Gustav Deutsch, who sadly passed away recently, wrote at the end of one of his beautiful trailers that “Tradition is to pass on the flame, not worship the ashes”, which, among other things, I understand to mean that that enthusiasm and knowledge must be shared. Awakening the interest of younger generations is the ultimate goal.¹
I do not find it necessary to position myself at all, because my fascination with film, art and cinema means that proximity to several areas is already a given and does not exclude proximity to other areas either – and this is something that should always remain fluid.
¹Alexander Horwath, Dark Rooms, Speaking Objects, More than Film: Gustav Deutsch as a Museum Maker, published online, 6.11.2019.
*1982 in Vienna, lives in Vienna
Johann Lurf studied fine arts at the Academy of Fine Arts in Vienna. He is known as an experimental filmmaker who cannot easily be subsumed under one style or category. His works examine various modes of vision and motion, but his more formally-oriented films are always accompanied by strong narratives that, however subtly, examine society, codes, norms, perception, and the history and development of cinema itself. Dabbling in short and feature-length films, analogue and digital, found-footage and his own shots, Johann Lurf has created a wide variety of cinematic works, many of which have been featured at film festivals and cultural institutions, notably the Sundance Film Festival, the Anthology Film Archives, Austrian Cultural Forum New York and the Los Angeles County Museum of Art.More about Johann Lurf
*1964 in Vienna
Since 2013 member of the Academy of Arts, Berlin / section Film and Media Arts
Alexander Horwath is a writer and curator. 1985–1991 film critic and editor. 1992–1997 Director of the Viennale – Vienna International Film Festival. 1997–2001 essays for Die Zeit, Trafic, Süddeutsche Zeitung, Meteor and Film Comment, film festival consultant, curator of film series and exhibitions. 2002–2017 Director of the Austrian Film Museum. 2007 curator of the film programme for Documenta 12. Publications as (co-)author / editor: Der Siebente Kontinent. Michael Haneke und seine Filme (1991), The Last Great American Picture Show. New Hollywood 1967–1976 (1995; extended English edition 2003), Avantgardefilm.
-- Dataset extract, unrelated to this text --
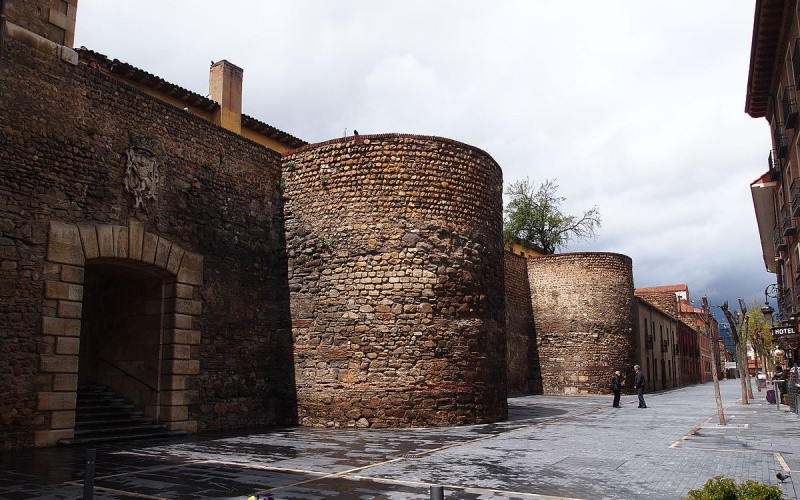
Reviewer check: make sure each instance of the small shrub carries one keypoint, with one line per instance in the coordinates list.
(716, 488)
(753, 490)
(722, 488)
Österreich. 1950 bis heute (1995), Peter Tscherkassky (2005), Josef von Sternberg. The Case of Lena Smith (2007), Film Curatorship – Archives, Museums, and the Digital Marketplace (2008), Das sichtbare Kino (2014), Ruth Beckermann (2016). Gold Medal of Honour for Services to the Province of Vienna (2018). Since 2018 teacher of history at the Vienna Film Academy; member of the Academy of Fine Arts Vienna; Member of the Artistic Committee, Il Cinema Ritrovato, Bologna; texts on Utopie Film (perlentaucher.de) and on Guy Debord (cargo-film.de).